Of course, as we get closer to the end application, it is much more tailored to that end application. Clearly, we manage by these technology platforms in addition to the end markets. With that, I hand over to our CFO, Vanessa, to talk a little bit about our long-term targets.
Just to give you a bit of a background around our targets, we initially set out some long-term targets in 2021 and revised them in 2023. In that revision, we increased the expected growth rate for our pharma business by about 100 basis points. We increased the growth rate for pharma from a revenue growth perspective to 7%-11%. We also, at that time, increased the Adjusted EBITDA target for the company by also 100 basis points, as well as the return on invested capital by about 100 basis points.
What I would say is, if you go back and look at our historical track record, pharma, for example, particularly if you look at the last 10 years or so, the actual CAGR, of course, the annual revenue growth varies year by year, but the actual CAGR over that time horizon has been about 8%, so well within that range. When you look at our 2024 results, our profitability has certainly been within our long-term Adjusted EBITDA target range, and our ROIC has actually been increasing for the last couple of years. We have been in the target range as well, and we ended 2024 at about 12.5% return on invested capital. Our closures business is more recently now coming in line with its long-term target range, and we expect that performance to be a lot more consistent going forward.
In the beauty side of the business, we've been challenged on the top line for various reasons. However, we've done a lot of productivity work in our beauty business. As the market demand starts to come back, we certainly do expect improved performance from beauty and certainly to start to track closer to its long-term targets over time. We have followed a very disciplined and consistent and intentional capital allocation strategy. If you look at our capital allocation, it's been fairly well balanced between returns or capital invested back into our business through organic investments as well as M&A and also capital return to shareholders. Historically, we've had about a 70-30 mix. When you look at this slide here, it's actually talking more to the shareholder side of the equation. We are a dividend aristocrat, as you can see on the slide.
This is our 32nd consecutive year of paying an annually increasing dividend, and certainly we hope that continues. When you look at 2019- 2024, we've returned about $800 million to shareholders through dividends and buybacks. When you look at Q1 2025, the quarter just ended, we actually returned about $110 million of capital to shareholders, roughly $80 million of buybacks and about $30 million of dividends. Very strong balance sheet, low leverage. You would have seen on the previous slide that our leverage corridor that we've targeted for ourselves is 1x-3x, and we're currently at the end of Q1 at just under 1.2x leverage. Very low leverage, strong cash flows, which obviously gives us a lot of flexibility in terms of the ability to invest back in our business as well as return capital back to shareholders.
Stephan, with that, I'll pass it back to you.
Thank you, Vanessa. Here a bit more on sustainability. Of course, you see a lot of recognitions by publications, Time Magazine, Newsweek, Barron's for many years. In addition to that, or maybe more importantly, the very serious rating agency, most importantly, EcoVadis and CDP have rated us platinum for EcoVadis. That gives you a sense that's the top 1% of what they rate. And we've been several years a platinum company and CDP also several years, A-list as well as a sustainability leadership. I forgot the term for it. That's really important, as I said, for our customers, for their brand leadership, and very important to recruit and retain young talent, particularly around the world. We've done sustainability long before ESG became a word in the U.S., and we will keep doing it long after because it's the right thing and it's a competitive weapon.

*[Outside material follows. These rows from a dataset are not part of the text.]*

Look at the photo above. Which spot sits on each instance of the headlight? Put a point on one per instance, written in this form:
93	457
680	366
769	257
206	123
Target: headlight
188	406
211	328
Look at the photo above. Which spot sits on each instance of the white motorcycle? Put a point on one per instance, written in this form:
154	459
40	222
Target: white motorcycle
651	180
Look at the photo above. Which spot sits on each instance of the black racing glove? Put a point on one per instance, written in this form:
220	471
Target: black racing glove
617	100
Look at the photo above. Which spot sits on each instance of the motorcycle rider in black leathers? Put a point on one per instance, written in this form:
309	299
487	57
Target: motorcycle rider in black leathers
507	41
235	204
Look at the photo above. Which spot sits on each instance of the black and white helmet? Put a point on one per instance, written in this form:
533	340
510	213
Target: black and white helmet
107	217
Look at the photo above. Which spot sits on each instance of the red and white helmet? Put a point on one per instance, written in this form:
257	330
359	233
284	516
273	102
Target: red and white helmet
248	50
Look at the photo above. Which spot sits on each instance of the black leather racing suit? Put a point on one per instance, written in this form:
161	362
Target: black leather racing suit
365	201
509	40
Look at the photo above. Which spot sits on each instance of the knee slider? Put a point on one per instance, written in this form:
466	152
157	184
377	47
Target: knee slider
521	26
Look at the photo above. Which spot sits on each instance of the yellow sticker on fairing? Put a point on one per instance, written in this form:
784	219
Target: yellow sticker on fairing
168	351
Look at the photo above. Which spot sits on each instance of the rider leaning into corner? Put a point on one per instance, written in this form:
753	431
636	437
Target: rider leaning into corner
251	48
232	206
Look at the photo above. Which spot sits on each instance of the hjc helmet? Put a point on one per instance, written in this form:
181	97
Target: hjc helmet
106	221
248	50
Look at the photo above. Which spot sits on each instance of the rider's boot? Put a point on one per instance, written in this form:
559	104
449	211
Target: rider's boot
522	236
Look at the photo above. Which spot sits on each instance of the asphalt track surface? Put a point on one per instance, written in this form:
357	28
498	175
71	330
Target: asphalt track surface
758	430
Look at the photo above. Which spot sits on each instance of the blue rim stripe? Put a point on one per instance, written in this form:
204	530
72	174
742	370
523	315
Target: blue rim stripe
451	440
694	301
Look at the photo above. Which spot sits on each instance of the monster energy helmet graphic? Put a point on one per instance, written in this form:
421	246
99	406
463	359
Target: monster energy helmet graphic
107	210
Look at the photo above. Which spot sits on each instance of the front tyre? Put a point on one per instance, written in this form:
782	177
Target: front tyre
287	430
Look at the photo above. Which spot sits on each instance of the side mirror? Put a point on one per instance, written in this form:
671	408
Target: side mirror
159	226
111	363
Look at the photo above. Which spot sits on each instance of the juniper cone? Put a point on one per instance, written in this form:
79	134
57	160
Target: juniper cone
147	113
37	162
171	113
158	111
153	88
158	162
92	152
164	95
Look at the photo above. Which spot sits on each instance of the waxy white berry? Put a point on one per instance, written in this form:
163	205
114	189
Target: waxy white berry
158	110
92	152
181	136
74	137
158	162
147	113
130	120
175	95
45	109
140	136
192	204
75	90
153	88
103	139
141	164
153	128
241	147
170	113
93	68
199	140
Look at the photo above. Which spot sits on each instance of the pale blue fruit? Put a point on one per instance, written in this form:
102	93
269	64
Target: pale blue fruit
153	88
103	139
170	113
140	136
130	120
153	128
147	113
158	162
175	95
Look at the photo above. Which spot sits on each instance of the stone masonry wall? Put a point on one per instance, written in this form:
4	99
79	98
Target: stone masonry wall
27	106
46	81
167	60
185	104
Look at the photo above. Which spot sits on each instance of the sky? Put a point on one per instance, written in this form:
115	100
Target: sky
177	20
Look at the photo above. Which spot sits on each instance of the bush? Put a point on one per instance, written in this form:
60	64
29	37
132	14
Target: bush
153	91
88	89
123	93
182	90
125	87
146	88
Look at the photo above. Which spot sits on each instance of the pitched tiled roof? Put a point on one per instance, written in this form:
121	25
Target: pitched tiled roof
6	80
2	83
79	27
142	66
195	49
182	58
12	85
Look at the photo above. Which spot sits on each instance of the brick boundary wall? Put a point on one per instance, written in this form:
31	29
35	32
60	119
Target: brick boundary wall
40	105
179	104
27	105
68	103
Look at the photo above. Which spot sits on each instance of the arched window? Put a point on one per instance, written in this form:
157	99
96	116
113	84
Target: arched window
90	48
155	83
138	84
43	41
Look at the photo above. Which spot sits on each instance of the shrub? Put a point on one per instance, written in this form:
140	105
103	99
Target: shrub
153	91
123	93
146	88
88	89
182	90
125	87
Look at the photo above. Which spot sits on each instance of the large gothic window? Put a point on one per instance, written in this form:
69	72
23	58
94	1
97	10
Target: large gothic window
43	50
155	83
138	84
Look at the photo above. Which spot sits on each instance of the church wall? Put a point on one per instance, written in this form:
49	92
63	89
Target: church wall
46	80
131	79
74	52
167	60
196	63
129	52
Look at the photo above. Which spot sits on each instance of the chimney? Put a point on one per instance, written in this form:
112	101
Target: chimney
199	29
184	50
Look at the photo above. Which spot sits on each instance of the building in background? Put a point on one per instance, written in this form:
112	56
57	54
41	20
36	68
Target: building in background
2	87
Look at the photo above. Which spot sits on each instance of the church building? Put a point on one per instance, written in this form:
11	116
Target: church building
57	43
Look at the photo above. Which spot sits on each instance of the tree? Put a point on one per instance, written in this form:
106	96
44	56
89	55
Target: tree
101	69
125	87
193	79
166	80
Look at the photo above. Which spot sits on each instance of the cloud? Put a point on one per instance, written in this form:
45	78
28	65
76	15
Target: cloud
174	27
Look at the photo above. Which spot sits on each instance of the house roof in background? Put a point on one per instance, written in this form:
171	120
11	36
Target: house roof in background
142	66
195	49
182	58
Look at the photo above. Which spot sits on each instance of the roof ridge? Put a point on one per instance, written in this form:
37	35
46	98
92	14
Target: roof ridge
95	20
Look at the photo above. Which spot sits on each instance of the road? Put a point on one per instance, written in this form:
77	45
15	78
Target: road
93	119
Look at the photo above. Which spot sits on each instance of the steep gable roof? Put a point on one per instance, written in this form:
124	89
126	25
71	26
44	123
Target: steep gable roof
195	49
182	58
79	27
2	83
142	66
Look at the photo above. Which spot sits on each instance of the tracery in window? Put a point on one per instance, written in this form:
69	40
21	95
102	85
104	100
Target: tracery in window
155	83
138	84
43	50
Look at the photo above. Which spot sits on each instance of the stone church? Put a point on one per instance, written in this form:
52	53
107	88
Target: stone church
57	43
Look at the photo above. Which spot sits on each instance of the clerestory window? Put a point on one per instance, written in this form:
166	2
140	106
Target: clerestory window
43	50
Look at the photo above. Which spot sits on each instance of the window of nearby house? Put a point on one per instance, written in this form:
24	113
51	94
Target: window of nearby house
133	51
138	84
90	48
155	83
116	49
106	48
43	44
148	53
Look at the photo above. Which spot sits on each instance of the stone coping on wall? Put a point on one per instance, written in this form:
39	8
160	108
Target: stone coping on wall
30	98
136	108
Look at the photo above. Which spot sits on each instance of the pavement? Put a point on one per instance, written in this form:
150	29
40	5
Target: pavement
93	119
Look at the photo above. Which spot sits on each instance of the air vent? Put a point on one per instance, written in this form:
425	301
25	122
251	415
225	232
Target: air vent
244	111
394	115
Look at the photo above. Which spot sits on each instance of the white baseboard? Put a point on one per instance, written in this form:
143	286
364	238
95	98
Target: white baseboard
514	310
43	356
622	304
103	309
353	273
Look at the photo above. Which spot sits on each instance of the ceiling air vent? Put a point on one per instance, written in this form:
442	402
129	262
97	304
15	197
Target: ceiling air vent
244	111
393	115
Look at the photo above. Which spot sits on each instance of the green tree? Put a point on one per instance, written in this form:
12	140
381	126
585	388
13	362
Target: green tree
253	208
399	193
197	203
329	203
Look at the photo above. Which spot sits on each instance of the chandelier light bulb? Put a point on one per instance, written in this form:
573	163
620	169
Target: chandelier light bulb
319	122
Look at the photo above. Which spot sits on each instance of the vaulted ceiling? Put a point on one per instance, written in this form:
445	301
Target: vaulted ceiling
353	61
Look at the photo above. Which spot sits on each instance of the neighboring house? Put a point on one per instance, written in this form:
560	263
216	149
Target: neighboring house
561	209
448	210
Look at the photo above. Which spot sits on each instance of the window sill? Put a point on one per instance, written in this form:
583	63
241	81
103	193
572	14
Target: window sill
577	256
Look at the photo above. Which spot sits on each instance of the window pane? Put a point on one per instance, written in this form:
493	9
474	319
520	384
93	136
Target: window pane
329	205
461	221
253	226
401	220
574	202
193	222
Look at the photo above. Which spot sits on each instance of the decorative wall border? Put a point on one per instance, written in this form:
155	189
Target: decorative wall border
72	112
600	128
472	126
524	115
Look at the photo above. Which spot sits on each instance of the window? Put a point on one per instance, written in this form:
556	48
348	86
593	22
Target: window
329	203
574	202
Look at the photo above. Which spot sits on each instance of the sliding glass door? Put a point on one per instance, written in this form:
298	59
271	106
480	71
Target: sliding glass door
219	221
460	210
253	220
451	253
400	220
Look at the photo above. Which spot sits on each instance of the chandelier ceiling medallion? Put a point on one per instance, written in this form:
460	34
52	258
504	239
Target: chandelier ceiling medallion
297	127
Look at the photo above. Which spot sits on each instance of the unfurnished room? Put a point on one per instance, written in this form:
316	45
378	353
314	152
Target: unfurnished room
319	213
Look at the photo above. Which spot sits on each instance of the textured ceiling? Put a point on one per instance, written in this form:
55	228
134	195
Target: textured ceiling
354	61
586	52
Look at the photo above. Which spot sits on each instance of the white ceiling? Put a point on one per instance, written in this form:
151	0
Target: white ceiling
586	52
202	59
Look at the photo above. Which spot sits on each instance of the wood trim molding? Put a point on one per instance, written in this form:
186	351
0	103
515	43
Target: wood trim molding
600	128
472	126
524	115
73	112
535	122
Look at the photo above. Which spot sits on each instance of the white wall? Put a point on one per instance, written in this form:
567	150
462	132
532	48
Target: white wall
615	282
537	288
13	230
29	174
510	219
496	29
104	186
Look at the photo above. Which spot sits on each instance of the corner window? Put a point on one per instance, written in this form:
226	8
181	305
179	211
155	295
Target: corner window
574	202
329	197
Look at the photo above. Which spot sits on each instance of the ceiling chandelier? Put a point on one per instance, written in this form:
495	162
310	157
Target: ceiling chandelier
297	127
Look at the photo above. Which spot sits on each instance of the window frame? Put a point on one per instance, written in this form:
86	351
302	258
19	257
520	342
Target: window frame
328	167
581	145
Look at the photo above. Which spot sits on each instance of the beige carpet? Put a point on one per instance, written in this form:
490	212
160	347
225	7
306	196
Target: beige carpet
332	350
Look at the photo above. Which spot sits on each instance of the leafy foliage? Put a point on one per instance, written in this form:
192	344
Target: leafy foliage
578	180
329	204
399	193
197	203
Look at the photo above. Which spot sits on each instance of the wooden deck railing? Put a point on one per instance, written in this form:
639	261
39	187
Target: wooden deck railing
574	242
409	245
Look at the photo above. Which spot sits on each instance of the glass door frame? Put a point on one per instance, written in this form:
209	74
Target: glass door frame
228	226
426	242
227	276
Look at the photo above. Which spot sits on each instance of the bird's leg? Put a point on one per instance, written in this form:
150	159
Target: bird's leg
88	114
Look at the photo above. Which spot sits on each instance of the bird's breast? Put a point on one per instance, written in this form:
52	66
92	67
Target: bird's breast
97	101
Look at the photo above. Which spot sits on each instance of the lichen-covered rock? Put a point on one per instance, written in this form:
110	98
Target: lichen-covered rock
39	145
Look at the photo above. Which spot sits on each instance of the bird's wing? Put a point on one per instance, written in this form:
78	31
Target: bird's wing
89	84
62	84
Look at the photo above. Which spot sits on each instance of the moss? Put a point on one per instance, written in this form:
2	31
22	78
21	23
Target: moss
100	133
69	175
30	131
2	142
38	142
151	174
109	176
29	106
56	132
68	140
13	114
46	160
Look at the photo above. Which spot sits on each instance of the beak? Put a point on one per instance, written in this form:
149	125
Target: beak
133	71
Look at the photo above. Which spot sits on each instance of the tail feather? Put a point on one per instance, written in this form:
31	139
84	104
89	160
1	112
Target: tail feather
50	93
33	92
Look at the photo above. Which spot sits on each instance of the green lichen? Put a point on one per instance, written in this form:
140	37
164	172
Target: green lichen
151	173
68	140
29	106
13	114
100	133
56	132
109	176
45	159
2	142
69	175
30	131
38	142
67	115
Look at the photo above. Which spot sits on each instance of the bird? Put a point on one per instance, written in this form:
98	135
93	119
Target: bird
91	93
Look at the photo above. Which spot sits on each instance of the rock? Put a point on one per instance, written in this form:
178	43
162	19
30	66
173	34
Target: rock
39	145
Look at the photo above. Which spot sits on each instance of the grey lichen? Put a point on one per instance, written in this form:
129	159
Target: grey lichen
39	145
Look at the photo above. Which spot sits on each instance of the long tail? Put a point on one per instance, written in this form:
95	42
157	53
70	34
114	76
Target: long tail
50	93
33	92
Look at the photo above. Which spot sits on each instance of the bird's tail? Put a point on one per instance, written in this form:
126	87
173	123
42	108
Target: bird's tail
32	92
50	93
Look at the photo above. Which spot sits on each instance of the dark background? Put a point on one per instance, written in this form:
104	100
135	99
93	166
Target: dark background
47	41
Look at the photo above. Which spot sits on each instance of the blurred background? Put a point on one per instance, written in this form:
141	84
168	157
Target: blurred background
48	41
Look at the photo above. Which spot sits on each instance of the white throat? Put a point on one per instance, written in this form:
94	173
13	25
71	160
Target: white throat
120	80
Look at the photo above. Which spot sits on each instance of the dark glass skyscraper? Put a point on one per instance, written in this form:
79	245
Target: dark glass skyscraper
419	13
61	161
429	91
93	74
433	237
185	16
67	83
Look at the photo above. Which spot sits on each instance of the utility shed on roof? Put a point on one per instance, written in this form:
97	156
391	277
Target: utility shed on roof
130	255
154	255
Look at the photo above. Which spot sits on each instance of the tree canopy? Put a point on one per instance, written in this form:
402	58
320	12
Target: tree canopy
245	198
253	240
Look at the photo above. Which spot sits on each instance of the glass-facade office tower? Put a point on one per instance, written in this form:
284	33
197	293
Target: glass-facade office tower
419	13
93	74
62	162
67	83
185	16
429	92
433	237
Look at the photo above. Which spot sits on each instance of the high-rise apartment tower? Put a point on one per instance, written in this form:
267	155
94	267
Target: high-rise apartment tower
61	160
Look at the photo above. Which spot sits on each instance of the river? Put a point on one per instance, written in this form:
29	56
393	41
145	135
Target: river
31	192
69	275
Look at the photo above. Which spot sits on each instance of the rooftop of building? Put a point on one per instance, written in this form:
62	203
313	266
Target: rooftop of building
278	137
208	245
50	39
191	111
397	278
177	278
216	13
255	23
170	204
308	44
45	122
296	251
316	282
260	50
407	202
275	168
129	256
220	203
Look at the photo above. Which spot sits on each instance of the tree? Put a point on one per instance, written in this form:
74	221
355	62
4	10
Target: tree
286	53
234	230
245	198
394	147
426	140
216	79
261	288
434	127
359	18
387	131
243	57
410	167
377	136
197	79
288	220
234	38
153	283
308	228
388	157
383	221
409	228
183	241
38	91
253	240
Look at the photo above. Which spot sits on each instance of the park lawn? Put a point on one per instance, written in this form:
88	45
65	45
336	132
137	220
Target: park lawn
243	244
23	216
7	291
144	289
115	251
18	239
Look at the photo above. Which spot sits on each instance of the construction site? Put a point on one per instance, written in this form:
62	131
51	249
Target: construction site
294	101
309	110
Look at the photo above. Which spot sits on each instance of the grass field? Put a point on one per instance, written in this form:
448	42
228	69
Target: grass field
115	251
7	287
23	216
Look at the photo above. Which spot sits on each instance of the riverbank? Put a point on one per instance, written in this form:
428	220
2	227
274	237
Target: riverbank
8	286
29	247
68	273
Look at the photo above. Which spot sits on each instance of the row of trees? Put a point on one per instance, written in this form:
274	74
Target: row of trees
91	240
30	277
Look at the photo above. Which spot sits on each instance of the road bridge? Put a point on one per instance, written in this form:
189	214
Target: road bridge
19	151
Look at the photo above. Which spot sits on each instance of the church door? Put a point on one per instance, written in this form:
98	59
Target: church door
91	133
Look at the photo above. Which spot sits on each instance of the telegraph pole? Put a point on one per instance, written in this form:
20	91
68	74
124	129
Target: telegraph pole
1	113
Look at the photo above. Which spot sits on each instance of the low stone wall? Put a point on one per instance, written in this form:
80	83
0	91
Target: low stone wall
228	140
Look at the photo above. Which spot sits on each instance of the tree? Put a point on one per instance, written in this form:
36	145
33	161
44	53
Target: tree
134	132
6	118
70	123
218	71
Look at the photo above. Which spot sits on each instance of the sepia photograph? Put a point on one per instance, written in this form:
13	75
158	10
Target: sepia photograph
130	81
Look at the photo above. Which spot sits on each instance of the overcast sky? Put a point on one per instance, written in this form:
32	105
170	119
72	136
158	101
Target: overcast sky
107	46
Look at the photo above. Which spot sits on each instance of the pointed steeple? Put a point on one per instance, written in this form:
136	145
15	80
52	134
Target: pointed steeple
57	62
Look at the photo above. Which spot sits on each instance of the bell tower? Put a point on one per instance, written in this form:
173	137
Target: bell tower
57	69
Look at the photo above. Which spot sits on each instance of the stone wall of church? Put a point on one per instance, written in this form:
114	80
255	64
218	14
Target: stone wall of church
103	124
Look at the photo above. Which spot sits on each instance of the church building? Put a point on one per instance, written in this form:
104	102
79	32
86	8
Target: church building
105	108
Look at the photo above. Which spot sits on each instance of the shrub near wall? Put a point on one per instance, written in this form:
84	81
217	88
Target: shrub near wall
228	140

Let me dig into our pharma business a little bit. I talked about proprietary drug delivery systems being the cornerstone. Sometimes I say that's where we print the money and injectables we make the money. So proprietary drug delivery system, extremely important. You see how our pharma business has evolved from being roughly 20% of the company or a third of the company to now being almost 50% of the company through the addition of the injectable business via acquisition in 2012, the active material business in 2018, and very robust organic growth. Let me spend some time on this. Basically, the building blocks for our growth are that we make very precise, technologically deep components that we own the IP of. So we're not in the CMO business. We're not in the CDMO business. We create the devices. We own the IP for these devices.
We have very long-ranging, and I'm talking many decades, expertise around how these things are regulated, how you get a medication approved as a combination medicine from API to formulation to the drug delivery component, and then it's anchored in the drug master file. Over the years, we've built the whole service package around that. As you know, most of the innovation today is from small companies. We call them two people in the molecule, and we take folks, those two people in the molecule from ideation to approval of the medication that if it's really fast, like in the case of ADAPT today, Emergent Biosolutions, six years from ideation to FDA approval. If it takes Provato with J&J, it took 12 years. Of course, it didn't start out with J&J, but with predecessor entities. Sometimes it can take 15 years.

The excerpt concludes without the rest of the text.